The genre is fine; Smith just wants a fiercer canine moniker.
“Rot, Doberman, I don’t care. Just give me a masculine dog name,” Smith said.
Smith, a sophomore, will have a chance to make his case for a more intimidating label tomorrow – and from a new spot on the field. A former outside linebacker, Smith will start this year at middle linebacker along with fifth-year senior Maurice Crum Jr.
He’s not moving too far, about six yards on the field. But he said he handled the transfer well.
“It’s been smoother than expected,” he said. “Playing outside linebacker, you don’t have to know too much. But as a Mike [middle] linebacker, you have to know what’s going on in front of you, behind you, all over the place.”
Assistant head coach/defense Jon Tenuta offered a reason why Smith has made the transition.
“He’s a linebacker, first and foremost,” Tenuta said.

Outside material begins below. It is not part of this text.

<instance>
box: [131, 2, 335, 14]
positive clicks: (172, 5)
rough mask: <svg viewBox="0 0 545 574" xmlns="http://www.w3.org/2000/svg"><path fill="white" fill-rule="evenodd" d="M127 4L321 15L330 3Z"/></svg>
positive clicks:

The middle of the field, or “maze,” as Tenuta called it, can be confusing to players who have never played there before, so Smith spent the spring and summer learning – albeit at a slow pace – how to read it. Now, Tenuta said, he has learned how to play at game speed and understand his responsibility.
The Notre Dame defense, Tenuta said, is a gap-fill defense. Each defender is assigned a gap to fill between the opponent’s offensive linemen. None of the players, Tenuta said, will ever have to play two gaps.
“You’re not going to go into a two-gap against a 300-pounder because you’re not going to win,” Tenuta said.
So for Smith, understanding how his gap assignments change as he moves inside is, he said, the biggest mental aspect.
“When you’re playing Sam [outside linebacker] you have one gap,” Smith said. “You just cut the field in half and take the edge. When you’re playing Mike, you can have the A, B, C or D gap.”
Smith has what he called a safety net in Crum, a veteran at middle linebacker with whom he roomed over the summer.
“He’s been a big help. When I’m on the field and I think I know something, I’ll look at Mo and we’ll check it,” Smith said. “He’ll tell me, ‘You’re thinking the right thing.'”
Brown said Smith handled the transition well, and “itched” to get back outside. Any time a young player can do multiple things, he said, it opens up what the defense can do. But Smith can’t learn everything during spring ball, Brown said, and Smith needed to “play his rules” to succeed.
“If I just play my rules, it doesn’t matter what happens around me,” Brown said. “What matters is what the guy over me does and what my rules tell me to do.”
Irish coach Charlie Weis said it’s possible Smith’s itch to get outside will be scratched.
“Before this year’s out, I think you might see him in multiple spots,” Weis said. “You might see him inside. You might see him outside. You might see [both] this week.”
Smith said he relishes the chance to get back outside and looks to capitalize whenever he does.
“In some packages I’m outside, and when I’m outside, I’ll think, ‘Okay, I’m back, let me take it, let me take advantage of it,'” he said. “Every time I’m outside, I try to use my speed against slow offensive tackles. I feel like I can attack from anywhere.”
Smith’s itch isn’t limited to speed rushing outside. He wants to get on the field. He couldn’t sit still, bouncing his knee on the ground and gesturing while answering questions at a press conference Wednesday. Watching football this weekend increased his appetite to play, especially, he said, watching Alabama’s defense.
“I don’t root for teams, I root for defenses,” he said. “When I see a defense that’s on the same page, making plays, being physical and violent, I love that kind of football.”
Smith hopes to replicate that this weekend against San Diego State; when asked about the game, he said, “It’s going to be violent.”
Maybe violent enough to earn himself a new nickname.